The Minister of State with responsibility for forestry, Michael Healy-Rae, has said any farmer who wants to plant agroforestry should "wait until we improve the scheme".
Speaking in the Seanad yesterday (Tuesday, April 29), Minister Healy-Rae said that he did "not agree with the terms of the scheme at present".
"They are not good enough. The scheme is not attractive enough.
"The first bit of advice I would give to a farmer who wants to plant agroforestry at the moment is to wait until we improve the scheme. I want it to be improved, and it will be improved," Minister Healy-Rae told senators.
During a discussion on the forestry sector Minister Healy-Rae said forestry had "got a bad name in recent years".
"One of the main reasons is that if you wanted to thin or clear fell your forest, or if you wanted a permit to make a road, you heard nightmare stories, which were factual, that it would take a year, two years, or two and a half years.
"Nobody should have to wait that long for anything from any department.
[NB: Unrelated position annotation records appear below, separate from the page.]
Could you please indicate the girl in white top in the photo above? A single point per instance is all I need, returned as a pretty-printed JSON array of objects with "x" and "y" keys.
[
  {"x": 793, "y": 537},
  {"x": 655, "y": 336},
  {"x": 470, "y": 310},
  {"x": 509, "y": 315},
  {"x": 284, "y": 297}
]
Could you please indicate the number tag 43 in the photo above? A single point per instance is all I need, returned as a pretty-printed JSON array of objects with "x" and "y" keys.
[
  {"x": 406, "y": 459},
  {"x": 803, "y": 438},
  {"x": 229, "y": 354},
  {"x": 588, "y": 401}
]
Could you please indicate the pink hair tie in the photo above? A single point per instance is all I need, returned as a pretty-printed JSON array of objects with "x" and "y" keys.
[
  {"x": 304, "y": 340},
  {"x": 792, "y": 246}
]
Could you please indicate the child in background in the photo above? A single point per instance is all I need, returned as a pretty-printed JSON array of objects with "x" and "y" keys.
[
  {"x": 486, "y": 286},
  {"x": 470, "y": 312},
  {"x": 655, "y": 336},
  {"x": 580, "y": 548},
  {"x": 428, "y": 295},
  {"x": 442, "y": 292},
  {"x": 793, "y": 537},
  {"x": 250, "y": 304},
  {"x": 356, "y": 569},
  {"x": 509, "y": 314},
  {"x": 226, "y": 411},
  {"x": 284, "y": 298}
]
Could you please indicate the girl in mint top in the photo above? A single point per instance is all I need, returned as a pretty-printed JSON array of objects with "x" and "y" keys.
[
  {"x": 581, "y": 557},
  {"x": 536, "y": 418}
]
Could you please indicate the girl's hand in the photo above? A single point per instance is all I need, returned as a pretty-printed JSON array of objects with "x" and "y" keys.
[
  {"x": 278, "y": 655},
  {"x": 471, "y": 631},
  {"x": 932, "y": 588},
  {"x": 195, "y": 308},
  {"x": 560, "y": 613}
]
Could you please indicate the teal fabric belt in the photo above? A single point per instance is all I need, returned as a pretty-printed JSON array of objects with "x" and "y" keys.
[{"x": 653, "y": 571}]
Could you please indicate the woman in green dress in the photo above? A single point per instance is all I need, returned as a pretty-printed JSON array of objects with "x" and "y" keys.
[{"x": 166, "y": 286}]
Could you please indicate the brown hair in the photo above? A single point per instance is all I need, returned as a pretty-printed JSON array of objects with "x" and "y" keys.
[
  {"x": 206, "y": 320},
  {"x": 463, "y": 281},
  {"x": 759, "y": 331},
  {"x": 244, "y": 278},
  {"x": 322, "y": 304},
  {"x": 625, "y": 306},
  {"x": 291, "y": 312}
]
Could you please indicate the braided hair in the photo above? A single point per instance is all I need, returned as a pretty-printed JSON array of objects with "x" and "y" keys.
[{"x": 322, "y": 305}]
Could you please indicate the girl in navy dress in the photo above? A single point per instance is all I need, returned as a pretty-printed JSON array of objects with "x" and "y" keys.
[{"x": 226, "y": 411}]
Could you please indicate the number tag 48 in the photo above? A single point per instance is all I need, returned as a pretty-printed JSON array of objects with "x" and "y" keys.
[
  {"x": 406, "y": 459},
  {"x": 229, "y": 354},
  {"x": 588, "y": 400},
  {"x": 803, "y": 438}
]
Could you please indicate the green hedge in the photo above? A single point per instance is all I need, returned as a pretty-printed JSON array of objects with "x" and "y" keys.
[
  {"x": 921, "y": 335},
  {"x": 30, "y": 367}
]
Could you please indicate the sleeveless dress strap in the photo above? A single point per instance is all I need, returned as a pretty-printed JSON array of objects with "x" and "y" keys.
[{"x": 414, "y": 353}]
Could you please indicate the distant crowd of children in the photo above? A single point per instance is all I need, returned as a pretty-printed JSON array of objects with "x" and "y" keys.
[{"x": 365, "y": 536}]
That should not be the case," the minister said.
He also highlighted that following recent storms there "are 25,000ha of trees on the ground".
But according to Minister Healy-Rae even before the severe impacts of the storm Ireland had a "very serious situation in forestry, in that not enough farmers were planting forestry".
"As there are competing schemes, what we in the department need to do is make it more attractive.
"There is a struggle between competing schemes and the fact is that there are other avenues of land use and people are worried about forestry," he outlined.
However he also told senators that in relation to the government's forestry programme he is "thankful to the officials in the department and the people from the department working on the ground every day".
"They are improving every day. They are going to be so good by the time this thing is finished that they are going to be frightening.
"People will no more have an application sent in when they will get a licence back.
"I do not want to be flippant about it because there is a serious side to it. There must be proper assessment and evaluation. You would evaluate an awful lot in a year, two years, or two and a half years, so that type of nonsense will not be allowed to continue in the future.
"I stress that it absolutely will not," Minister Healy-Rae told the Seanad.